PCB Stackup Symmetrical vs Asymmetrical

Printed Circuit Boards (PCBs) are important components in electronics. They provide a platform for interconnecting electronic components and enabling the flow of electrical currents. PCBs come in different shapes and sizes, and can have various stackup configurations. Two common stackup configurations are symmetrical and asymmetrical stackups. In this blog post, we will compare the two stackup configurations and highlight their advantages and disadvantages.

Symmetrical Stackup

In a symmetrical stackup configuration, both sides of the PCB have the same layer sequence and thickness. This means that the layers are mirrored on both sides, and the thickness of each layer is the same. Symmetrical stackups are commonly used in 4-layer, 6-layer, 8-layer, and 10-layer PCBs.

One advantage of a symmetrical stackup is that it offers better control of the impedance of the PCB traces. Because the layers are mirrored, the impedance remains more balanced, which helps to reduce signal delays and reflections.

Another advantage of a symmetrical stackup is that it offers better heat dissipation. The symmetry of the stackup configuration means that the heat spreading is more uniform, which helps to reduce thermal hotspots.

However, one downside of a symmetrical stackup is that it can be more expensive to manufacture. This is because both sides of the PCB need to have the same layer sequence, which can require more intricate manufacturing steps.

Asymmetrical Stackup

In an asymmetrical stackup configuration, the layers on each side of the PCB are different in terms of sequence and thickness. This means that the layers on one side are not mirrored on the other side, and the thickness of the layers can vary. Asymmetrical stackups are commonly used in high-layer count PCBs, such as 12-layer and above.

One advantage of an asymmetrical stackup is that it offers more design flexibility. Because the layer sequence and thickness can vary, designers have more options to optimize the PCB for their specific requirements, such as reducing crosstalk and improving signal integrity.

Another advantage of an asymmetrical stackup is that it can be more cost-effective to manufacture. Because the layer sequence and thickness can vary, manufacturers can optimize the manufacturing steps to reduce costs.
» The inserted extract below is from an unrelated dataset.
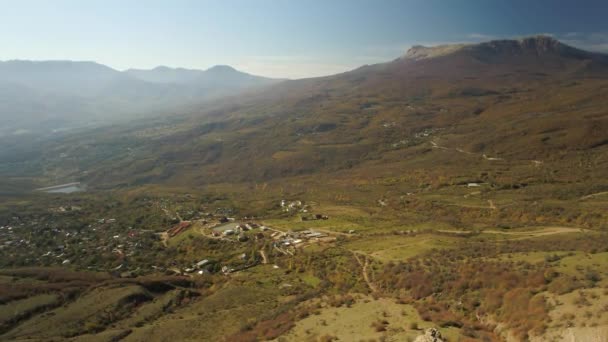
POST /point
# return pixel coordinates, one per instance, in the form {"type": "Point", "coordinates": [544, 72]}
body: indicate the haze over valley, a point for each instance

However, one downside of an asymmetrical stackup is that it can be more challenging to control the impedance of the PCB traces. Because the layers are not mirrored, the impedance can be less balanced, which can result in signal delays and reflections.

Conclusion

In conclusion, whether to use a symmetrical or asymmetrical stackup configuration depends on the specific requirements of the PCB. Symmetrical stackups are better suited for low-layer count PCBs and applications that require better impedance control and heat dissipation. Asymmetrical stackups are better suited for high-layer count PCBs and applications that require more design flexibility and cost-effectiveness.

Both stackup configurations have their advantages and disadvantages. It is important to carefully consider the specific requirements of the PCB before deciding on the stackup configuration.

References

• Lee Ritchey, "PCB Stackup Design Considerations for Signal Integrity in High-Speed Designs," Signal Integrity Journal, 2019.
• Mike Santarini, "The basics of PCB stackups," EE Times, 2020.
• "What is PCB Stack-Up? Advantages and Disadvantages!" Technotronix, 2021.